Viéndolos así, uno al lado del otro, desfilando por fecha de nacimiento, no resulta difícil establecer una línea entre los autores que componen esta selección: detectamos antecedentes y estelas, afinidades y divergencias, caminos que se prolongan y bifurcaciones que no estaban previstas. Los autores se encuentran en el mismo libro y, sin forzarlos, parecen dialogar entre ellos. No hay que olvidar que la mayoría fueron ya no contemporáneos, sino coetáneos: se conocieron, se trataron, se leyeron, fueron amigos, se enemistaron; algunos, como Tolstói y Turguénev, llegaron a retarse a duelo. En su obra se refieren unos a otros. En «Róslavlev» (1831) Pushkin se dispone a enmendarle la plana a su colega Mijaíl N. Zagoskin, que acababa de publicar una novela, Róslavlev, o los rusos en 1812, cuya heroína le había parecido insulsa y merecedora de un mejor tratamiento.
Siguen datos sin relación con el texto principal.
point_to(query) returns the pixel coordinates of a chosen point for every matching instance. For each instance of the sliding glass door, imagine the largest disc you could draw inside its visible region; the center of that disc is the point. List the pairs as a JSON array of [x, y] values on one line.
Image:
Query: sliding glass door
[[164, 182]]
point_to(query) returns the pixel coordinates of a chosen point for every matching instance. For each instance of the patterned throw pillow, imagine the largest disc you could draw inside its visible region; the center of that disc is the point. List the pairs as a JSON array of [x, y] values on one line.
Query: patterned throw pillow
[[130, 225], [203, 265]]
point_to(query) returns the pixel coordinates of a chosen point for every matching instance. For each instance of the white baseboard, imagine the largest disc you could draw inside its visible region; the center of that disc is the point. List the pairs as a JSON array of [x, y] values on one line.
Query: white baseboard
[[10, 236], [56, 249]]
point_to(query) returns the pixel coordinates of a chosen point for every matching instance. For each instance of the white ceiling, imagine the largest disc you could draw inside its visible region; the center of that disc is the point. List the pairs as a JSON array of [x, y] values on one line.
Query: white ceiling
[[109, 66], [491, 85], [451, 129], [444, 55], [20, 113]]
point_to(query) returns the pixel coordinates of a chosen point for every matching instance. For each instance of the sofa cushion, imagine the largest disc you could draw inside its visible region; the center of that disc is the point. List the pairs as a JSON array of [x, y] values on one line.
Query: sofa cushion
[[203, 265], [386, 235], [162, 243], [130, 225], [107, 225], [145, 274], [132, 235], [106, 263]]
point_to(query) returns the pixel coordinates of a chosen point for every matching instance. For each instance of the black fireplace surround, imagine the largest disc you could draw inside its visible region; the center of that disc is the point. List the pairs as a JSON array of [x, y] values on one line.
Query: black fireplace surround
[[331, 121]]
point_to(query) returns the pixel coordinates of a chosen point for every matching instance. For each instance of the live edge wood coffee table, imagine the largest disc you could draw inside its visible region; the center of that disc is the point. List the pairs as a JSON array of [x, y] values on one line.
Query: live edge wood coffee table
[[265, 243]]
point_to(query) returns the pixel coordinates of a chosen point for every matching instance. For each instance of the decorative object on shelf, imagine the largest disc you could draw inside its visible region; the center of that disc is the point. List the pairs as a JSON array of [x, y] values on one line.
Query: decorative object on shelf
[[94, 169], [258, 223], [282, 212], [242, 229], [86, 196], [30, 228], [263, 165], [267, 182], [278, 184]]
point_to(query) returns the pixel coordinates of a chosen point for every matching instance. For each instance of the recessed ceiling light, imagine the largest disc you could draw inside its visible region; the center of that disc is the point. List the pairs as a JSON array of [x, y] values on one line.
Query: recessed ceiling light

Pushkin había escrito en 1821 un poema byroniano titulado El prisionero del Cáucaso; Tolstói incluiría en su Cuarto libro ruso de lectura (1874-1875) un cuento épico titulado «El prisionero del Cáucaso». El «hombre superfluo» de Turguénev lee con su amada precisamente ese poema de Pushkin –sin duda un comentario sobre su falta de heroísmo–, y a veces se siente como el protagonista del Diario de un loco de Gógol. En otro relato de Turguénev aquí incluido, «El hombre de las lentes grises» (1879), aparece, en un divertido cameo, el eterno exiliado ruso Aleksandr Herzen. Chéjov nombra personajes de Gógol y Dostoievski para caracterizar a los suyos. Y Leskov, después de la polémica difusión de la Sonata a Kreutzer de Tolstói, que agitó las conciencias con su discurso misógino y su condena no sólo de la infidelidad y las relaciones sexuales sino del mismo matrimonio, escribió una réplica que no era exactamente –ni mucho menos– un canto a las virtudes conyugales pero que ofrecía otra visión del adulterio, quizá más trágica en sus consecuencias que el crimen pasional con el que Tolstói había redondeado la suya. El relato se tituló «A propósito de la Sonata a Kreutzer» (1890)… si bien lo más curioso es que el título que en principio iba a darle su autor era «Una dama procedente del entierro de Dostoievski», pues su heroína es, en efecto, una señora que acaba de asistir al funeral de Dostoievski. A este escritor dice haber visitado, en vida, en dos ocasiones para pedirle consejo: «una vez –recuerda–, estuvo grosero conmigo; la otra, se mostró cariñoso como un amigo».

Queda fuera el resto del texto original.